The Andean laniisoma is found intermittently along the eastern side of the Andes from Venezuela to Bolivia. Subspecies L. b. venezuelense is the northernmost. It is found from Barinas and Táchira states in northwestern Venezuela south into northeastern Colombia. The nominate subspecies is found from central Colombia south through eastern Ecuador to central Peru. L. b. cadwaladeri is found in northwestern Bolivia.

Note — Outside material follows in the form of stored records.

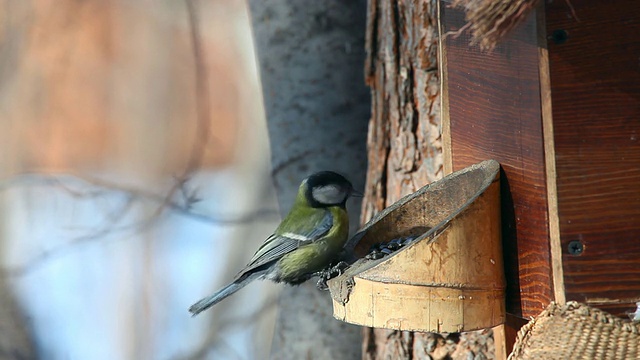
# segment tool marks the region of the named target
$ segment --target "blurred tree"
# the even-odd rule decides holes
[[[235,273],[273,225],[239,226],[275,207],[247,18],[242,0],[0,0],[0,358],[268,351],[272,311],[246,338],[187,312],[233,275],[206,265]]]
[[[249,1],[281,213],[309,173],[331,169],[362,188],[370,101],[365,8],[358,1]],[[352,229],[359,206],[349,203]],[[280,298],[272,358],[355,359],[360,328],[334,320],[313,282]]]

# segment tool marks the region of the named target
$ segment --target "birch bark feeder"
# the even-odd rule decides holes
[[[357,260],[328,282],[335,318],[423,332],[489,328],[505,320],[500,165],[487,160],[408,195],[353,239]],[[416,237],[379,260],[372,245]]]

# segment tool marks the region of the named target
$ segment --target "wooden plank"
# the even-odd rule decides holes
[[[622,315],[640,300],[640,2],[571,4],[546,8],[566,296]]]
[[[444,37],[443,3],[438,1],[438,33]],[[453,172],[453,156],[451,154],[451,121],[449,121],[449,77],[447,76],[447,47],[445,41],[438,41],[438,71],[440,76],[440,124],[442,129],[442,168],[445,175]]]
[[[507,314],[505,323],[493,328],[496,359],[506,359],[511,354],[516,343],[518,331],[526,323],[528,323],[526,319]]]
[[[447,32],[464,25],[446,5],[442,19]],[[525,317],[553,298],[536,31],[533,16],[490,54],[468,34],[444,40],[453,170],[502,164],[507,311]]]
[[[497,359],[506,359],[509,356],[508,343],[510,343],[507,334],[507,327],[505,324],[500,324],[493,327],[493,343],[495,348],[495,356]],[[515,339],[515,336],[513,337]],[[511,345],[513,348],[513,345]]]
[[[544,11],[537,12],[538,44],[546,44]],[[540,101],[542,105],[542,130],[544,134],[545,170],[547,176],[547,209],[549,211],[549,249],[551,252],[551,275],[553,296],[556,303],[564,304],[567,299],[564,290],[562,268],[562,242],[560,240],[560,217],[558,215],[558,186],[556,184],[556,150],[553,139],[553,107],[551,102],[551,77],[549,75],[549,51],[546,46],[538,47],[540,61]]]

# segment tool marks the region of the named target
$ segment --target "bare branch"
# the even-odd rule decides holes
[[[74,189],[70,186],[70,183],[73,181],[82,182],[85,186],[92,186],[94,188],[81,191],[78,189]],[[241,225],[246,223],[251,223],[254,221],[270,221],[278,218],[278,211],[276,209],[261,209],[250,214],[244,215],[207,215],[202,213],[197,213],[192,210],[192,205],[194,202],[199,201],[193,195],[190,195],[192,199],[196,199],[196,201],[186,201],[184,204],[176,200],[169,200],[168,202],[166,197],[154,193],[153,191],[149,191],[142,188],[136,188],[131,186],[126,186],[117,182],[100,179],[97,177],[92,177],[89,175],[84,175],[75,172],[68,173],[37,173],[37,172],[28,172],[16,175],[8,180],[0,181],[0,192],[6,191],[12,187],[18,186],[51,186],[57,187],[69,195],[75,198],[91,198],[91,197],[99,197],[99,196],[107,196],[112,195],[113,193],[122,193],[127,196],[133,197],[135,200],[139,201],[153,201],[164,204],[168,210],[175,212],[178,215],[182,215],[193,220],[197,220],[203,223],[208,223],[212,225],[223,225],[223,226],[231,226],[231,225]],[[183,183],[183,186],[186,186],[186,183]],[[165,203],[166,202],[166,203]]]
[[[75,186],[74,183],[76,183]],[[226,217],[197,213],[192,209],[193,201],[191,200],[186,200],[184,201],[184,203],[180,203],[172,199],[167,200],[165,196],[146,189],[128,187],[116,182],[111,182],[109,180],[75,173],[46,174],[31,172],[20,174],[8,180],[1,181],[0,192],[7,191],[10,188],[19,186],[55,187],[74,198],[85,199],[113,197],[116,194],[120,194],[125,196],[125,201],[122,203],[122,205],[108,211],[104,215],[105,220],[103,224],[101,224],[97,230],[92,231],[90,234],[76,237],[64,245],[60,245],[53,249],[43,251],[42,253],[27,261],[25,264],[22,264],[18,267],[0,270],[0,272],[3,272],[5,275],[14,277],[24,275],[29,271],[34,270],[38,265],[44,263],[46,260],[63,255],[79,244],[97,241],[103,239],[108,235],[113,235],[116,233],[133,233],[148,228],[157,219],[159,219],[158,214],[154,213],[146,219],[119,225],[119,223],[121,223],[126,218],[126,215],[131,212],[137,202],[152,201],[161,203],[164,204],[162,205],[162,208],[166,208],[178,215],[218,226],[239,225],[260,220],[274,220],[278,217],[278,212],[275,209],[264,209],[250,214]],[[186,183],[183,183],[182,187],[186,187]],[[193,195],[189,195],[189,198],[193,198]]]

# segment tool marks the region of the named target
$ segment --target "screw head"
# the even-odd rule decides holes
[[[579,256],[584,251],[584,244],[580,240],[572,240],[567,245],[567,250],[569,254],[573,256]]]
[[[551,33],[551,40],[558,45],[564,44],[567,39],[569,39],[569,33],[566,30],[553,30]]]

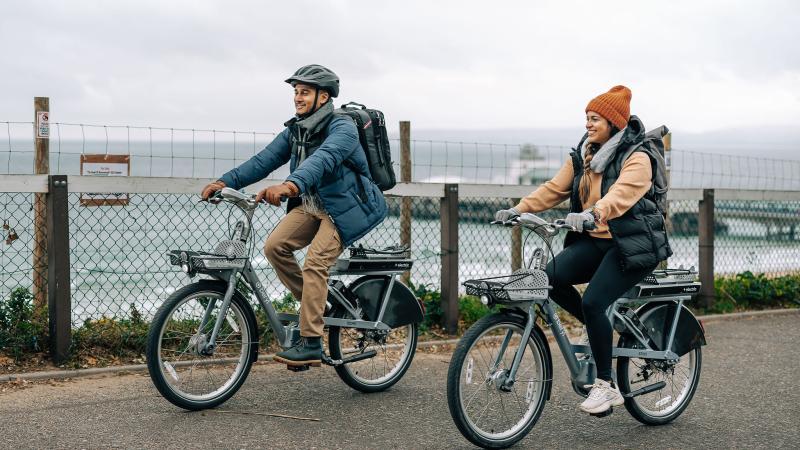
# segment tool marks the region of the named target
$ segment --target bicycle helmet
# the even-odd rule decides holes
[[[309,64],[297,69],[294,75],[286,79],[286,82],[292,86],[297,83],[315,86],[328,91],[331,97],[339,95],[339,76],[319,64]]]

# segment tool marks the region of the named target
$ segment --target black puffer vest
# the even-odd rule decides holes
[[[628,126],[619,141],[614,159],[609,162],[603,172],[600,196],[604,197],[609,188],[617,181],[625,160],[635,152],[644,152],[650,156],[650,162],[655,168],[656,158],[649,154],[649,149],[640,144],[644,141],[644,124],[636,116],[631,116]],[[570,210],[581,212],[581,200],[578,186],[583,175],[583,149],[586,135],[583,136],[577,148],[572,149],[572,167],[575,178],[572,182],[570,196]],[[628,151],[631,150],[632,151]],[[672,255],[672,248],[667,239],[667,230],[664,213],[658,209],[653,201],[653,190],[646,193],[625,214],[608,221],[611,237],[620,253],[620,265],[623,271],[628,269],[655,268],[659,262]],[[571,244],[577,233],[569,233],[564,246]]]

The Andean laniisoma inhabits humid primary forest and mature secondary forest where it favors small ravines and streams and areas heavy with moss and vines. In elevation it is found between 200 and 530 m in Venezuela, between 500 and 1000 m in Colombia, between 400 and 1350 m in Ecuador, and between 750 and 1800 m in Peru.

==Behavior==
===Movement===

The Andean laniisoma appears to be a year-round resident but there is some evidence from Ecuador of seasonal elevational movements.

===Feeding===

The Andean laniisoma's diet and feeding behavior appear to be similar to those of the Brazilian laniisoma. That species feeds on adult and larval insects and on fruit. Few details are known but its diet includes Lepidoptera caterpillars and Melastomataceae berries. It typically remains perched for long periods and grabs food from vegetation and branches with short flights. It occasionally joins mixed-species feeding flocks.

===Breeding===

The Andean laniisoma's breeding season appears to include August in Ecuador and Peru but nothing certain is known about the species' breeding biology.

===Vocalization===

The Andean laniisoma's song has been described as "a very high-pitched and sibilant SEEeeweeEEE, SEEeeweeEEE, SEEeeweeEEE". It also "gives a squeaky rattle and descending ki-ki-ki calls".

==Status==

The IUCN originally in 2016 assessed the Andean laniisoma as Near Threatened and since 2023 as being of Least Concern. It has a large overall range of about 1,810,000 km2 but its area of occupancy within it is not known. Its population size is not known and is believed to be decreasing. "Widespread destruction of forest is being caused by peasant farmers and tea and coffee growers all along the east slope of the Andes...Thee rate of deforestation however varies considerably across the range, and much of the species' habitat in parts of the range remains relatively intact, especially in higher elevations." It is known in Venezuela only from six specimens. It is considered uncommon in Colombia and rare and local in Ecuador and Peru. There are only two records in Bolivia. "Lack of basic information on distribution and ecology hampers reassessment of its global conservation status [and it] may be more continuously distributed than is currently known".